3 Minimising the risks associated with COVID-19

3.1 For children and young people having elective surgery, follow the Royal College of Paediatrics and Child Health guidance for the recovery of elective surgery in children.

3.3 Advise patients (and families and carers as appropriate) that, to reduce their risk of getting COVID‑19, they should minimise contact with others and may need to self-isolate before their planned care (see recommendation 3.5).

3.4 Assess patients for symptoms of COVID‑19 on the day before and when they arrive for planned care. Discuss how the assessments will be done beforehand, for example, by telephone or video consultation to minimise face-to-face contact.

3.5 Advise patients who are at greater risk of getting COVID‑19, or having a poorer outcome if they get it, that:

  • they may want to self-isolate before a planned procedure

  • the length of self-isolation should be 14 days.

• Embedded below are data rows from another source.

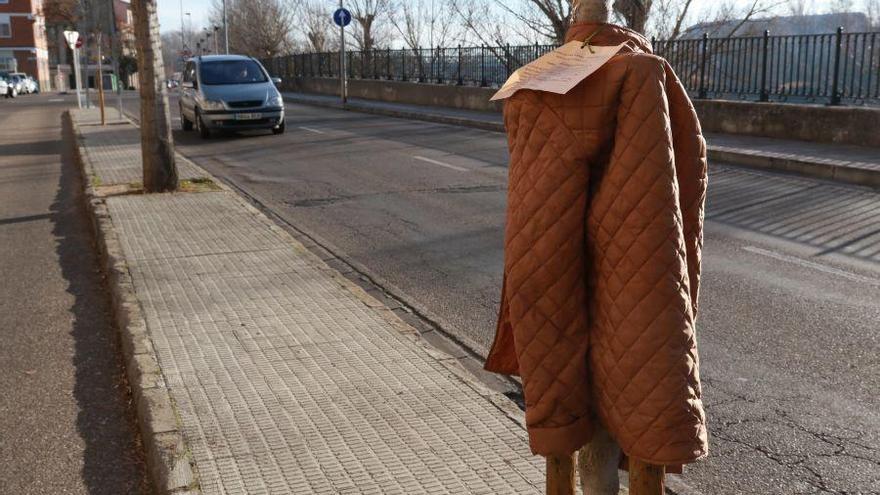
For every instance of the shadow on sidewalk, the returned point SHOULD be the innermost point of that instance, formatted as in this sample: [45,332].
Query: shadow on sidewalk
[28,148]
[113,461]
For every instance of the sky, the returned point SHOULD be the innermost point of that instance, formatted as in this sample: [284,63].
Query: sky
[169,11]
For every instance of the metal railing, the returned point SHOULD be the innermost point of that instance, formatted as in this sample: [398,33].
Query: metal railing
[837,68]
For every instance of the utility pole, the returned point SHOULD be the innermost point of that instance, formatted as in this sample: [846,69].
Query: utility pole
[99,79]
[225,28]
[343,73]
[157,143]
[182,34]
[116,40]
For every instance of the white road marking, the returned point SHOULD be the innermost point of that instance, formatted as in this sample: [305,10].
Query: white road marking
[435,162]
[813,265]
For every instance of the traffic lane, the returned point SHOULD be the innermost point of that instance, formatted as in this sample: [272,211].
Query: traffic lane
[786,330]
[352,179]
[790,372]
[65,422]
[421,218]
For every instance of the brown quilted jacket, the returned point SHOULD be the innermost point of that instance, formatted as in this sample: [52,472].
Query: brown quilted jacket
[602,258]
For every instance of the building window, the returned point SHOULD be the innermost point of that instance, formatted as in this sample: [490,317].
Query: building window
[5,26]
[7,63]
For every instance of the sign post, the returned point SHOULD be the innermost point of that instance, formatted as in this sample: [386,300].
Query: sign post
[100,80]
[342,18]
[74,42]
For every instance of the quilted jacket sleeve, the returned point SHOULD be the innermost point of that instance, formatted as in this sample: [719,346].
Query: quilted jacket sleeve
[691,168]
[643,353]
[545,288]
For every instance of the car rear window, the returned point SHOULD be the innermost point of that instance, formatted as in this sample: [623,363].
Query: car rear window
[232,72]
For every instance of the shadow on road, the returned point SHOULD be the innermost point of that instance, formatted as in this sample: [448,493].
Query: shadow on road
[113,462]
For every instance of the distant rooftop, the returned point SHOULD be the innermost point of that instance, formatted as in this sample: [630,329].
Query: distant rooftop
[784,25]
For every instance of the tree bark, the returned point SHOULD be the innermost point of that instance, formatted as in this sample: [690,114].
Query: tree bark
[635,12]
[645,479]
[157,143]
[560,475]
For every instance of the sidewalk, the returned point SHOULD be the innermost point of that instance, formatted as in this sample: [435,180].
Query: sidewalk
[842,163]
[284,377]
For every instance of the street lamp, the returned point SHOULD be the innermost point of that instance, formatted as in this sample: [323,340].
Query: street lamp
[225,28]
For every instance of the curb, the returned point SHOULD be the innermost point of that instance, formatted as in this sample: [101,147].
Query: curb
[856,174]
[169,463]
[861,174]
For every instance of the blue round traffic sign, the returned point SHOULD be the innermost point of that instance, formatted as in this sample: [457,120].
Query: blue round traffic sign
[342,17]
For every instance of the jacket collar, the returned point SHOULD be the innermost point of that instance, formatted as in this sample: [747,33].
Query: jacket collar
[606,35]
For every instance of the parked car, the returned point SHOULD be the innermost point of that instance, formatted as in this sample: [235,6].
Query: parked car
[33,87]
[229,92]
[11,89]
[16,80]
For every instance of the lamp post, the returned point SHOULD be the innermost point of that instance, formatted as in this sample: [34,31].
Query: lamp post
[225,28]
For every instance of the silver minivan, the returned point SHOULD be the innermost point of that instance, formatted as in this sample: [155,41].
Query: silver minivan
[229,92]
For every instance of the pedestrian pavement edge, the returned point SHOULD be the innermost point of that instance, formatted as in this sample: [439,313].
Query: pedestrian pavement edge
[836,171]
[169,461]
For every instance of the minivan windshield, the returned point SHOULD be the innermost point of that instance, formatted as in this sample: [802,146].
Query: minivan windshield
[232,72]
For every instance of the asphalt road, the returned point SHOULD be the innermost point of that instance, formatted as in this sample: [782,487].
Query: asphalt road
[66,424]
[789,333]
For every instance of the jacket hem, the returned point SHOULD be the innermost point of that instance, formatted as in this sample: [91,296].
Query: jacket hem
[563,440]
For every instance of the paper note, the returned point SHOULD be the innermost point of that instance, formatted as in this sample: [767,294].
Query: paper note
[560,70]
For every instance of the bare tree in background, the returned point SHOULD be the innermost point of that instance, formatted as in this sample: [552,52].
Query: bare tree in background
[157,144]
[315,25]
[667,18]
[414,19]
[840,6]
[798,7]
[369,33]
[259,28]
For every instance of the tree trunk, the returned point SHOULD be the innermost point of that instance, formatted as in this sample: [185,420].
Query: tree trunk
[157,143]
[590,10]
[635,12]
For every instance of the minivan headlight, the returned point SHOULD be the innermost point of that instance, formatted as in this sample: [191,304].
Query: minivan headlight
[212,105]
[275,101]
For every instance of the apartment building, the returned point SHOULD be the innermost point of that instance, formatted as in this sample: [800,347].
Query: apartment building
[23,39]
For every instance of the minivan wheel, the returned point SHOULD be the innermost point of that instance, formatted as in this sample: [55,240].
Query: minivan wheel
[185,122]
[204,132]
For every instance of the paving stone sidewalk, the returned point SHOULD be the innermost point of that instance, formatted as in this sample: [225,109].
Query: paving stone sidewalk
[287,377]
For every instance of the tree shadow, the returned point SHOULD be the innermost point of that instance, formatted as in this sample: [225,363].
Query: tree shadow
[113,460]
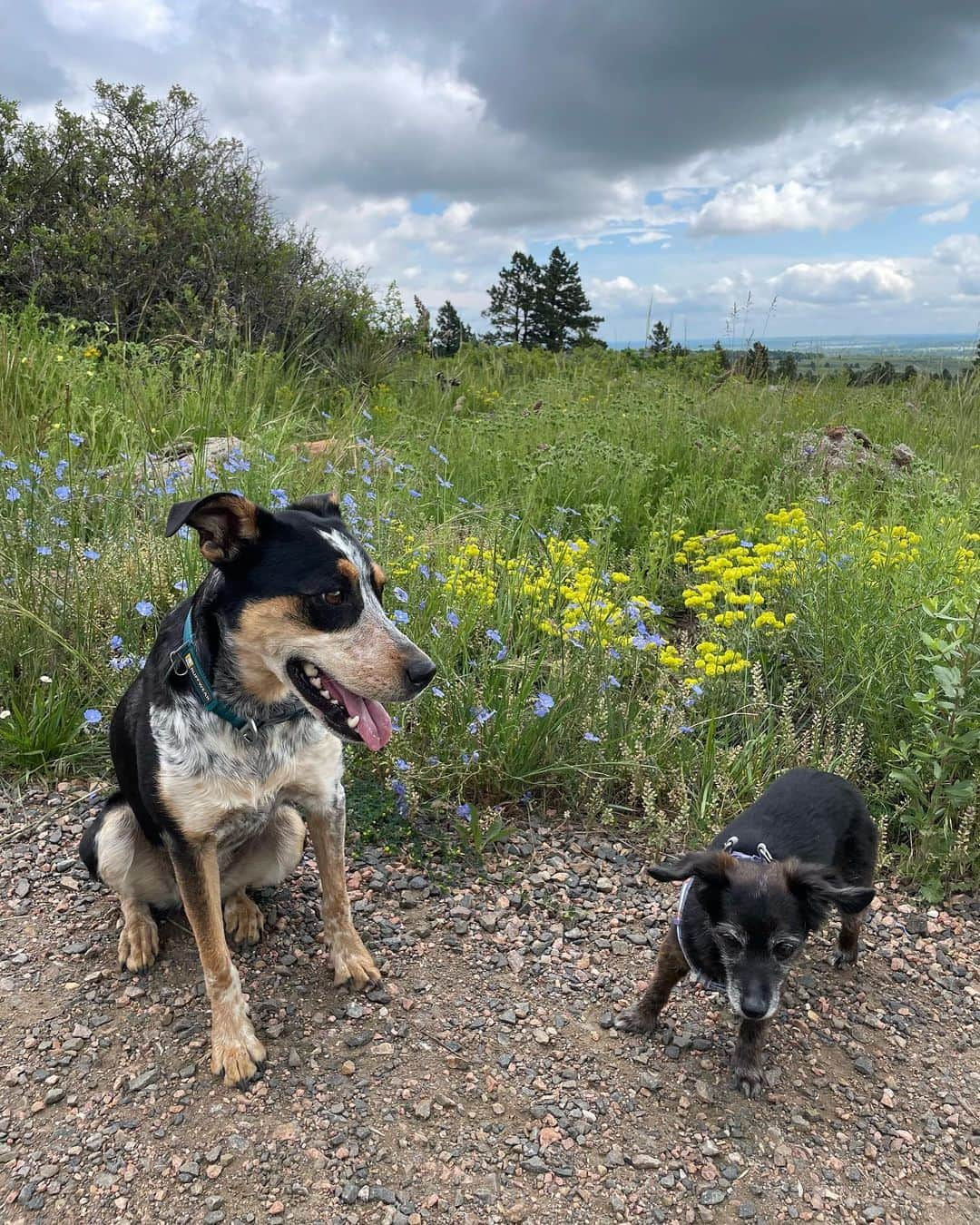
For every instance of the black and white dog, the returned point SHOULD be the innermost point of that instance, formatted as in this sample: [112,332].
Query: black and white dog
[228,745]
[769,879]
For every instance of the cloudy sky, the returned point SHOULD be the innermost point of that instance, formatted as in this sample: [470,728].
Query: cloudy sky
[821,154]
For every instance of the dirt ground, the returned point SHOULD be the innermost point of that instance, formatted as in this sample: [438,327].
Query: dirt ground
[483,1081]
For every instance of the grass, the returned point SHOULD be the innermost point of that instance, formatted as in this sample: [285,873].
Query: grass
[642,603]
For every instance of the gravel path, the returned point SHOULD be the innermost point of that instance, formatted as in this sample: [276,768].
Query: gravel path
[482,1081]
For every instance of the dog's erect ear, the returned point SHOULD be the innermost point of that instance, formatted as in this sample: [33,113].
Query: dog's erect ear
[818,888]
[224,522]
[710,867]
[328,506]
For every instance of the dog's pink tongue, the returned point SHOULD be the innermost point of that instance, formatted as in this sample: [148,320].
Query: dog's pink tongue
[375,721]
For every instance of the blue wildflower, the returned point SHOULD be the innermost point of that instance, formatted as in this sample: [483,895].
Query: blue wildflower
[543,703]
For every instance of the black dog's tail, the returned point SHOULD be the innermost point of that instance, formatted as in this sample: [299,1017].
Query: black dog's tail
[88,848]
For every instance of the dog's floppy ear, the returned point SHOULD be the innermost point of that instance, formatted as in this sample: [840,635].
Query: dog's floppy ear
[224,522]
[328,506]
[710,867]
[818,888]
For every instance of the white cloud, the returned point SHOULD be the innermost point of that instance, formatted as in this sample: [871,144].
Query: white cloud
[961,254]
[139,21]
[947,216]
[622,294]
[753,209]
[851,280]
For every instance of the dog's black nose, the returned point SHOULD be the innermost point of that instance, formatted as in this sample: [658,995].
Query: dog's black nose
[419,671]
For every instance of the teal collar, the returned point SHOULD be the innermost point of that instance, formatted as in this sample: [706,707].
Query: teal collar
[185,662]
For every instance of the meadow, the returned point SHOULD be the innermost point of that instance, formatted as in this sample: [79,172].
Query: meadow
[643,598]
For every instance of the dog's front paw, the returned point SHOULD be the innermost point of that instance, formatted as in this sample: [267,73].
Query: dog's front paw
[636,1021]
[352,962]
[748,1078]
[237,1056]
[244,920]
[139,944]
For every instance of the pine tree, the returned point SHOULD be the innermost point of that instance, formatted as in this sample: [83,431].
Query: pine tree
[563,315]
[450,332]
[514,301]
[659,338]
[757,361]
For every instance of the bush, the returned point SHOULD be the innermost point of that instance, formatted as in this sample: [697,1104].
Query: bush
[136,218]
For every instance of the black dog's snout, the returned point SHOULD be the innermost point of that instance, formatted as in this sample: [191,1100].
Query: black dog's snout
[755,1006]
[419,671]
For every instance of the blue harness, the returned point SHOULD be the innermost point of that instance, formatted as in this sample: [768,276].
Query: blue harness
[185,662]
[761,857]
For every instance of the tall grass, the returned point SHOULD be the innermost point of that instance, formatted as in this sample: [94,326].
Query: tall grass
[544,521]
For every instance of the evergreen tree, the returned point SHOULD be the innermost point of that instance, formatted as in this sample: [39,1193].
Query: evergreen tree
[561,311]
[450,332]
[514,303]
[659,338]
[757,361]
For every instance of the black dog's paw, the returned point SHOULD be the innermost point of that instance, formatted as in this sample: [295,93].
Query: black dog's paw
[634,1021]
[749,1080]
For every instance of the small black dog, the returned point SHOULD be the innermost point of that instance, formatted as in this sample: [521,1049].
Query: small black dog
[767,881]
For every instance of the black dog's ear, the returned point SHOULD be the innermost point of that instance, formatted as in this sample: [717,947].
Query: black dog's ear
[710,867]
[818,888]
[224,522]
[328,506]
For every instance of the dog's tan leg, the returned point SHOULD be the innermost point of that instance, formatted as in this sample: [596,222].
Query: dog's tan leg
[671,966]
[746,1061]
[326,822]
[235,1051]
[244,920]
[139,941]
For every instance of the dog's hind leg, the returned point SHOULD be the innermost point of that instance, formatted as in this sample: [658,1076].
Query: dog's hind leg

3.6 Have a local policy in place outlining the testing and self-isolation strategies needed if local transmission rates of SARS-CoV-2 increase (see section 8).

All planned procedures needing anaesthesia (general, regional and local) or sedation

3.7 Advise patients (and families and carers as appropriate) when and where they can have a SARS‑CoV‑2 test in line with local arrangements.

3.8 Advise patients to:

  • follow comprehensive social-distancing and hand-hygiene measures for 14 days before admission (see government advice on social distancing)

  • have a test for SARS‑CoV‑2 from 3 days before admission, and ensure the results are available beforehand

  • self-isolate from the day of the test until admission.

All other planned procedures, including diagnostic tests and imaging

3.9 Advise patients to follow comprehensive social-distancing and hand-hygiene measures for 14 days before having planned care (see government advice on social distancing).